四国遍路の最後に凄いものを見てしまいました。
高野山は今回で4回目になります。しかし、これほど人の少ない高野山は初めてです。前回は丁度10年前の2015年で、この年は高野山開創1200年にあたり、山内では様々な行事が行われ、参拝者も凄い数でした。あの時に比べれば開店休業状態ともいえる人の数でしたが、どんな理由であれ宗教都市ともいえる高野山は静かなのが一番でしょう。

しかし、残念な事に、最奥にある燈籠堂は改修工事中で中には入ることが出来ませんでした。あとは8:30になれば開く納経所で御朱印を頂くだけ、と思っていたら、どうやら工事中なので納経所も別の場所に移っているようでした。
なんて事だ!
参道を少し戻りやっと、御朱印が頂けました。書いて頂いている人が一言、「お疲れ様でした」。このたった一言がもの凄く嬉しかったのです。
四国遍路 全て完了 静岡に無事帰還
これで2年掛かりで結願となった車中泊四国一人遍路の旅も全て終了です。あとは静岡に帰るだけ。
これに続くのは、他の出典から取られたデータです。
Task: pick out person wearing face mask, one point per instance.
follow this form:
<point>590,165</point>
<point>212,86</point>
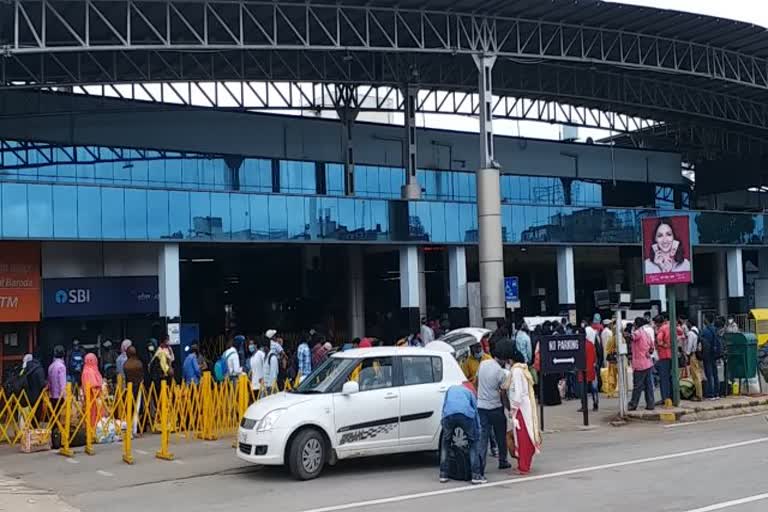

まずは下山です。来る時にはあれほどガラガラだった道路だったのに、いまは上ってくる車が渋滞している始末。丁度土曜日でしたから、参拝者も多い日だったようで、決して開店休業自体では無かったのです。
早く来てよかった!
ここからの帰り道はこれまでも何回か来ているところなので、静岡までの距離はかなりありますが、四国と違い近く感じて気分的にも楽です。
紀ノ川まで下り、そこから京奈和道路に乗れば、あとは静岡まで一般道に降りること無く信号なしで行けます。
心配した名阪国道もそれ程混んでいる事もなかったので、順調に進みました。
ただ長い道中は、時々襲ってくる睡魔との戦いで、サービスエリアに何回も寄っては、その度に顔を洗って目を覚ましながらの運転になりました。
午後3寺には清水に到着し、無事に帰宅できました。
これも、納め札に何回も書いた「願 無事の帰宅」のお願い事が叶ったということだったのでしょう。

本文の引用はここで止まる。